Но почему литература и искусство так богато умели всегда показать значение красоты и любви, и до сих пор не научились этому по поводу труда? Не потому ли, что в первом случае у каждого поэта, писателя, художника здесь имелся личный опыт, в то время, как для второго случая требовалось бы наблюдение-изучение-отражение? Да и такого, наблюдения-изучения-отражения, все равно каждый раз оказывалось недостаточно. Чтоб труд стал благодатным объектом художественного отражения, стал явлением художественной литературы и искусства, мало, видать, и самой непосредственной трудовой причастности. Требуется единственно: труд-любовь! Не изучение жизни, а сама трудовая жизнь как судьба. Только в таком случае, видать, создается нужный здесь длительный, органичный – на уровне души – контакт «художника и материала».
Лишь в редких случаях мы видим этот контакт даже в нашей классике. И недаром непревзойденную поэзию крестьянского труда находим мы, например, у Кольцова, у Есенина. Несмотря на то, что писали о нем многие. Но не только другая глубина образности здесь, другая страсть и накал ее – здесь открывается сама народная душа, ее тайны, ее истина. И в самом заветном здесь предстала и душа поэта, жизнь-судьба в труде большой крестьянской родни: народа!

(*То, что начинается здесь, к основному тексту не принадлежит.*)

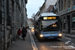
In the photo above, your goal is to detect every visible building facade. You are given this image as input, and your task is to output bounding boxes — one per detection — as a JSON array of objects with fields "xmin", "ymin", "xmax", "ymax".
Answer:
[
  {"xmin": 57, "ymin": 0, "xmax": 75, "ymax": 34},
  {"xmin": 0, "ymin": 0, "xmax": 27, "ymax": 50}
]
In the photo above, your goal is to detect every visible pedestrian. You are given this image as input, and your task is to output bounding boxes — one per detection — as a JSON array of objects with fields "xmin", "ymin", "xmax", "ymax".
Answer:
[
  {"xmin": 22, "ymin": 27, "xmax": 27, "ymax": 40},
  {"xmin": 17, "ymin": 28, "xmax": 22, "ymax": 38}
]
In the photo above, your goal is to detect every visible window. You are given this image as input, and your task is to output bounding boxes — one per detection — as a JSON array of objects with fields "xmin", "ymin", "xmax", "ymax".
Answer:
[
  {"xmin": 72, "ymin": 13, "xmax": 75, "ymax": 29},
  {"xmin": 72, "ymin": 0, "xmax": 75, "ymax": 5},
  {"xmin": 68, "ymin": 0, "xmax": 71, "ymax": 7},
  {"xmin": 61, "ymin": 0, "xmax": 63, "ymax": 10}
]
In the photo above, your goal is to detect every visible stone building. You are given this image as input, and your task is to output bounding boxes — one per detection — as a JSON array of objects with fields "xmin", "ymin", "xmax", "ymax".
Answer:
[
  {"xmin": 57, "ymin": 0, "xmax": 75, "ymax": 34},
  {"xmin": 0, "ymin": 0, "xmax": 27, "ymax": 50}
]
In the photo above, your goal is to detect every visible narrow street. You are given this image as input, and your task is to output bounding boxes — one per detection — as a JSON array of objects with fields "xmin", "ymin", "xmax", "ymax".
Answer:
[{"xmin": 8, "ymin": 30, "xmax": 75, "ymax": 50}]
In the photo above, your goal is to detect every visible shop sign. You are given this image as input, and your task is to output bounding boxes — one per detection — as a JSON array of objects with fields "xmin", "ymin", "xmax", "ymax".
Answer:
[{"xmin": 72, "ymin": 17, "xmax": 75, "ymax": 22}]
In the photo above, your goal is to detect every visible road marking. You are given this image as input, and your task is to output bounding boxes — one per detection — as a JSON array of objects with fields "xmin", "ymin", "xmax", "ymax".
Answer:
[
  {"xmin": 65, "ymin": 41, "xmax": 71, "ymax": 44},
  {"xmin": 29, "ymin": 30, "xmax": 38, "ymax": 50}
]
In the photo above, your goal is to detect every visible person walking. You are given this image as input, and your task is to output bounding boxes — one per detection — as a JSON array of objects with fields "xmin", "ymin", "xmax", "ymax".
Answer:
[
  {"xmin": 22, "ymin": 27, "xmax": 27, "ymax": 40},
  {"xmin": 17, "ymin": 28, "xmax": 22, "ymax": 38}
]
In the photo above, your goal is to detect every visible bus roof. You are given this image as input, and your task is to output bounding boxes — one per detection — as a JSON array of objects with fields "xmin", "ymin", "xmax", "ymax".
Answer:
[{"xmin": 40, "ymin": 13, "xmax": 58, "ymax": 17}]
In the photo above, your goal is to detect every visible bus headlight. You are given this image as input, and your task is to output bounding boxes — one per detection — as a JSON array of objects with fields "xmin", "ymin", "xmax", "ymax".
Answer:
[
  {"xmin": 58, "ymin": 33, "xmax": 62, "ymax": 37},
  {"xmin": 40, "ymin": 34, "xmax": 43, "ymax": 37}
]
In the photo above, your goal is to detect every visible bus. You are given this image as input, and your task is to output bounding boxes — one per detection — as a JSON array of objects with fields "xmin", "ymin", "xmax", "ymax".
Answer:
[{"xmin": 34, "ymin": 13, "xmax": 62, "ymax": 40}]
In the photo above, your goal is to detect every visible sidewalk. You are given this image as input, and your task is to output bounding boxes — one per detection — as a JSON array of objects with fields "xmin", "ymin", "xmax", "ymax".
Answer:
[
  {"xmin": 8, "ymin": 29, "xmax": 33, "ymax": 50},
  {"xmin": 64, "ymin": 33, "xmax": 75, "ymax": 38}
]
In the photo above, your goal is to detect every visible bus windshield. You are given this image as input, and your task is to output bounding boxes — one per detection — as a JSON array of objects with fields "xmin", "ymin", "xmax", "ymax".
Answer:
[{"xmin": 41, "ymin": 20, "xmax": 60, "ymax": 31}]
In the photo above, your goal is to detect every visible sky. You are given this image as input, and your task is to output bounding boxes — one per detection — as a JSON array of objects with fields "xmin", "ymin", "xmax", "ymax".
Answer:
[{"xmin": 26, "ymin": 0, "xmax": 44, "ymax": 18}]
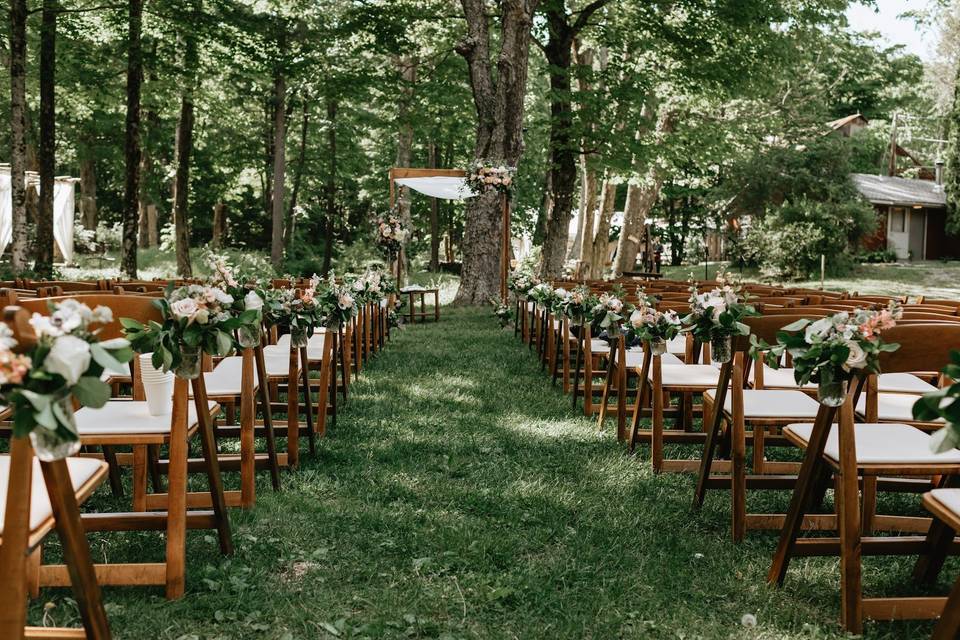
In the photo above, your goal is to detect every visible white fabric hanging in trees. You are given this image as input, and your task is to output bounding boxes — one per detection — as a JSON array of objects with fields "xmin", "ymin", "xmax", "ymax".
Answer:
[
  {"xmin": 394, "ymin": 176, "xmax": 477, "ymax": 200},
  {"xmin": 0, "ymin": 167, "xmax": 76, "ymax": 263},
  {"xmin": 53, "ymin": 180, "xmax": 74, "ymax": 264}
]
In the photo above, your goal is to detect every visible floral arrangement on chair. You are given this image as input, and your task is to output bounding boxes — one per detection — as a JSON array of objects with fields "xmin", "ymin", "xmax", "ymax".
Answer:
[
  {"xmin": 207, "ymin": 253, "xmax": 265, "ymax": 348},
  {"xmin": 627, "ymin": 290, "xmax": 682, "ymax": 356},
  {"xmin": 560, "ymin": 285, "xmax": 600, "ymax": 327},
  {"xmin": 0, "ymin": 299, "xmax": 133, "ymax": 461},
  {"xmin": 374, "ymin": 213, "xmax": 410, "ymax": 260},
  {"xmin": 913, "ymin": 351, "xmax": 960, "ymax": 453},
  {"xmin": 466, "ymin": 160, "xmax": 517, "ymax": 194},
  {"xmin": 314, "ymin": 273, "xmax": 357, "ymax": 329},
  {"xmin": 750, "ymin": 303, "xmax": 903, "ymax": 407},
  {"xmin": 120, "ymin": 283, "xmax": 244, "ymax": 379},
  {"xmin": 590, "ymin": 292, "xmax": 629, "ymax": 341},
  {"xmin": 682, "ymin": 273, "xmax": 759, "ymax": 362},
  {"xmin": 264, "ymin": 274, "xmax": 323, "ymax": 347}
]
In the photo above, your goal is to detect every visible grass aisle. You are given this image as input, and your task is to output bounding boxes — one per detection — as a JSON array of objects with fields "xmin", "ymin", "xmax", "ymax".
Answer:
[{"xmin": 69, "ymin": 309, "xmax": 954, "ymax": 639}]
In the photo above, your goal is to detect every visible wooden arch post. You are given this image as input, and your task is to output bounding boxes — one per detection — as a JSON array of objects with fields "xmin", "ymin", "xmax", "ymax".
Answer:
[{"xmin": 390, "ymin": 167, "xmax": 510, "ymax": 304}]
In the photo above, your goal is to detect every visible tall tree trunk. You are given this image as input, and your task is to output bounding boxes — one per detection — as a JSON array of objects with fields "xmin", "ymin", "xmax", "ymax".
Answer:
[
  {"xmin": 80, "ymin": 155, "xmax": 97, "ymax": 230},
  {"xmin": 270, "ymin": 68, "xmax": 287, "ymax": 268},
  {"xmin": 33, "ymin": 0, "xmax": 60, "ymax": 278},
  {"xmin": 173, "ymin": 33, "xmax": 197, "ymax": 278},
  {"xmin": 210, "ymin": 202, "xmax": 227, "ymax": 249},
  {"xmin": 613, "ymin": 109, "xmax": 676, "ymax": 274},
  {"xmin": 590, "ymin": 173, "xmax": 617, "ymax": 278},
  {"xmin": 456, "ymin": 0, "xmax": 539, "ymax": 304},
  {"xmin": 323, "ymin": 97, "xmax": 339, "ymax": 275},
  {"xmin": 283, "ymin": 99, "xmax": 310, "ymax": 250},
  {"xmin": 428, "ymin": 140, "xmax": 440, "ymax": 272},
  {"xmin": 10, "ymin": 0, "xmax": 27, "ymax": 273},
  {"xmin": 120, "ymin": 0, "xmax": 143, "ymax": 279}
]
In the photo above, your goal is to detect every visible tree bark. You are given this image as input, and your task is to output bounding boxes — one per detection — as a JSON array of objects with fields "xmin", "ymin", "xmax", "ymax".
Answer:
[
  {"xmin": 10, "ymin": 0, "xmax": 27, "ymax": 273},
  {"xmin": 173, "ymin": 33, "xmax": 197, "ymax": 278},
  {"xmin": 613, "ymin": 109, "xmax": 676, "ymax": 275},
  {"xmin": 540, "ymin": 0, "xmax": 608, "ymax": 279},
  {"xmin": 283, "ymin": 99, "xmax": 310, "ymax": 250},
  {"xmin": 270, "ymin": 68, "xmax": 287, "ymax": 268},
  {"xmin": 120, "ymin": 0, "xmax": 143, "ymax": 279},
  {"xmin": 428, "ymin": 140, "xmax": 440, "ymax": 272},
  {"xmin": 210, "ymin": 202, "xmax": 227, "ymax": 249},
  {"xmin": 456, "ymin": 0, "xmax": 539, "ymax": 304},
  {"xmin": 323, "ymin": 97, "xmax": 339, "ymax": 276},
  {"xmin": 33, "ymin": 0, "xmax": 60, "ymax": 278}
]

Толстой, видимо, больше все же из инстинкта художника, чем из гуманно-рассудочных соображений, чем из заданности моралиста и проповедника «опрощения» впрягал лошадку в соху-андревну и пахал клин какой-нибудь очередной бедной крестьянки-вдовы. Или брал в руки косу, шел в луга и становился в ряд крестьян-косцов. Недаром, потом Ленин говорил Горькому, что до Толстого «подлинного мужика в литературе не было»! Ведь в этом не только похвала Толстому – здесь и косвенная укоризна мировой литературе, умудрившейся «обойти» и «не заметить» главный, кормящий труд на Земле, главного и самого многочисленного кормильца! Поистине, удивления достойно насколько литература, дело «людей просвещенных», была далека от крестьянства, непросвещенного в массе своей, не читавшего книг.